Forget Wordle – there’s a new addictive online game everyone’s playing. Wikitrivia randomly selects historical events from Wikipedia and presents them as cards for history buffs to lay out in chronological order. Get three wrong and you’re out. It’s “deceptively simple”, says Matthew Gault in Vice, but quickly “consumed my entire morning”. Have a go here.


It’s not an iceberg, but the peaks of the Cheam Range mountains in Canada. Simone Engels took the photo across the Strait of Georgia – the peaks, which are more than 110 miles away, appear to float on the horizon thanks to an optical illusion known as the “superior mirage”, says CBC. Warm air sitting on cooler air causes light to bend and reveal something usually hidden by the curvature of the earth.

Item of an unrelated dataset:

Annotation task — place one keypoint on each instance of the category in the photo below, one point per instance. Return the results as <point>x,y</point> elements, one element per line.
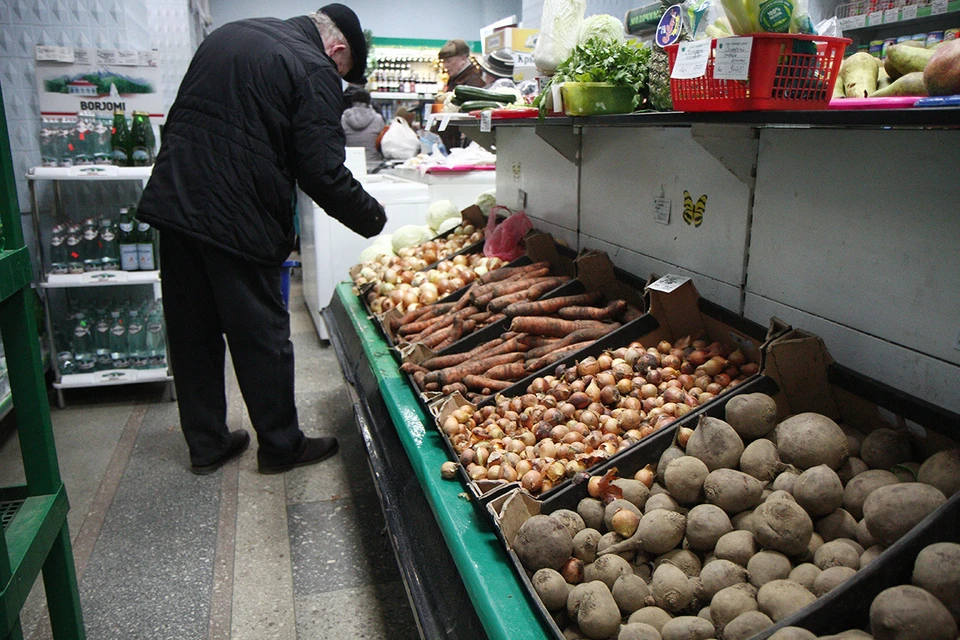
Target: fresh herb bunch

A female macaque monkey at a nature reserve in Japan has violently overthrown the alpha male of her troop to become its first ever female leader, says The New York Times. To reach the top, nine-year-old Yakei (pictured) first beat up her own mother to become top female, then took down three senior males, before facing and defeating Nanchu, the troop’s 31-year-old patriarch. Yakei now reigns over 677 monkeys, though scientists fear she may be vulnerable to a usurper after finding herself in a “messy love triangle” during breeding season.

Quirk of history

Boris Johnson could learn a few things from George VI about taking personal responsibility during a crisis. When water was rationed during the Second World War, the king had all the baths marked with a line so that he never used more hot water than his subjects. “It was called leadership,” says Country Life.

Tomorrow’s world

An 88-year-old woman has become the first British patient to receive a bionic eye implant, says The Guardian. The anonymous grandmother from Dagenham, who suffered from partial blindness, had a microchip inserted behind her bad eye and was given hi-tech glasses with built-in video cameras. The specs capture the scene in front of her and relay the data to the chip, which then sends a signal into the brain. The result is just like natural vision.


quoted 24.1

“There are only two types of chancellors; those that fail and those who get out in time.”